4.2. A LLM is What It Reads#

Yes, we still argue large data vs. clean data. Of course, the answer is large and clean data. This applies to LLMs. But how exactly?

It’s always related to the next-token prediction.

4.2.1. Normal Data#

Let’s take the sentences above as an example of normal, typical data. It’s okay to use this to train an LLM, because it is fine and would be useful to learn to predict the next tokens from this sequence.

Yes, we still argue large data vs. clean data. Of course, the answer is large and clean data. This applies to LLMs. But how exactly?

4.2.2. Dirty Data for Next-token Prediction#

This is a randomly shuffled word sequence.

to data large yes clean always data. data. to prediction. applies is we how argue answer the Of But next-token and exactly? This It’s the LLMs. large related clean vs. still course

It is not only difficult but also useless to learn to predict the next tokens from the sentence above.

cocococodsdse wefse3 ewwv3 eewdd d eew dwdll ojrvv ozvkd ewm211ofs @lf

가ffdj 나ㅏㅏㅏㅏqvbblf rdp d e r 3 3 r fd %

These are not any language; again, it’d be a waste to train LLMs with this sequence.

4.2.3. Banal Data for Next-token Prediction#

Good morning! How are you today?
Hi, how is everything going on? Hope you are doing well.
Hello, there! I was wondering if..
Hi! How was your weekend?

These kinds of sentences are too common, such that after a bit of training, an LLM would be able to perform the next-token prediction pretty well, too well, well enough that seeing these sentences once more wouldn’t make the LLM any stronger.

4.2.4. High-quality Data#

So what is high-quality data? It depends on what you want, but you’d want to make sure your LLM is trained to predict all the rare, domain-specific, and important tokens in the right context.

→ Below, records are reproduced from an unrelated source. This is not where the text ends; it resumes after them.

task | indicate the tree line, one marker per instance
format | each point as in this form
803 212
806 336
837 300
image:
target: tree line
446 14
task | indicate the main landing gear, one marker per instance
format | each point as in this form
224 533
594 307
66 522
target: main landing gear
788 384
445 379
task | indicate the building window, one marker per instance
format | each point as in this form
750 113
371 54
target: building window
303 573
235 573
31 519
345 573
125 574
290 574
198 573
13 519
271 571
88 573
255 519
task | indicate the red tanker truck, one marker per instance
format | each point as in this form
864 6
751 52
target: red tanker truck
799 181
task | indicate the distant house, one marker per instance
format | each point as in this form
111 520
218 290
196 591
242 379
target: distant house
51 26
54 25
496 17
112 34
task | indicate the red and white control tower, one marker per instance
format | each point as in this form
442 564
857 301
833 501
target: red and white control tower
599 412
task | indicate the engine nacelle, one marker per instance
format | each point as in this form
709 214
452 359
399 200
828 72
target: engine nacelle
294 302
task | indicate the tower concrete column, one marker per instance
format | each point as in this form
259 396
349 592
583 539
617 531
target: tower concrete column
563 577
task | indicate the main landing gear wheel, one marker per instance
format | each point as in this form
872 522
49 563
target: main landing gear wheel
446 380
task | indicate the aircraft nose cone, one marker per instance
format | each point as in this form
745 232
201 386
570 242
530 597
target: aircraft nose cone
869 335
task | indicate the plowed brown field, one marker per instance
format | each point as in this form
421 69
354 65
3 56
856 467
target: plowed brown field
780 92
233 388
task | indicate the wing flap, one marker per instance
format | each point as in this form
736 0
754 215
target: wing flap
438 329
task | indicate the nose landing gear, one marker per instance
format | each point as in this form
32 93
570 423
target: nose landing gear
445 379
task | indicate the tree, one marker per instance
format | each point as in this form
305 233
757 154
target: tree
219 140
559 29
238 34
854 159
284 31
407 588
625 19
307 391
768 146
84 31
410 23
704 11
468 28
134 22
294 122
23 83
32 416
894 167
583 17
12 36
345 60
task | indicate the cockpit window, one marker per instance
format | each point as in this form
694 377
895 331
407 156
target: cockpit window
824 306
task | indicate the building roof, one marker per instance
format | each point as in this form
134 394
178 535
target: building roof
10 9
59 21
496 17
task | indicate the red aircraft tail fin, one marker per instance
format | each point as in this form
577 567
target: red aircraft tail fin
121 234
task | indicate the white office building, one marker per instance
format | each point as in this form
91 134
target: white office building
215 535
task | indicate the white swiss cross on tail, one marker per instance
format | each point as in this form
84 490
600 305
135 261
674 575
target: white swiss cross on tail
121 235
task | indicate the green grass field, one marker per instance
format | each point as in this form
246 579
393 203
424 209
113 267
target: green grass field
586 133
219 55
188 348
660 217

For example, for music AI:

Much of the time, the pianist isn’t improvising. Certainly Jamal must mix it up from night to night, but the general plan is always highly organized. On “No Greater Love” there’s a chorus and a half where Jamal seems to really “blow.” It’s not pure bebop, but a collection of tricks and tips, all done with astonishing rhythmic panache. His left hand pulses on the offbeat, going straight into the engine room with the bass and drums. Jamal had been doing this for a while; it is one of the many details Miles Davis seems to have encouraged Red Garland to copy.

(quote from Ethan Iverson’s blog)

For a legal AI:

The challenge of identifying discrimination based upon loan acceptance and rejection data is great given the number of factors that might influence a bank’s decision to extend credit. The most comprehensive study completed to date was conducted by the Federal Reserve Bank of Boston in 1990.

(quote from local enforcement of laws prohibiting discrimination in housing: the new york city human rights commission)

For a scientific AI:

A single polymer chain is as soft as living tissue and as strong as carbon fiber. However, rubber bands are weak, and carbon fibers are strong, even though both consist of carbon-carbon bonds. Can soft materials be as strong as carbon fiber? The answer lies in the molecular structure. In a soft material, polymer chains crosslink and entangle, forming a polymer network. Therefore, it is the topology of the polymer network that determines whether the soft material is strong or weak. More importantly, the topology of the polymer network can be engineered. Designing the network topology has enormous potential to achieve extreme material properties, poses fundamental questions in mechanics and material science, and opens new possibilities for diverse applications.

(quote from Soft Matter Mechanics Lab)

The key idea is to curate examples containing rare, technical, and context-specific language that challenges the LLM to learn nuanced, domain-specific representations.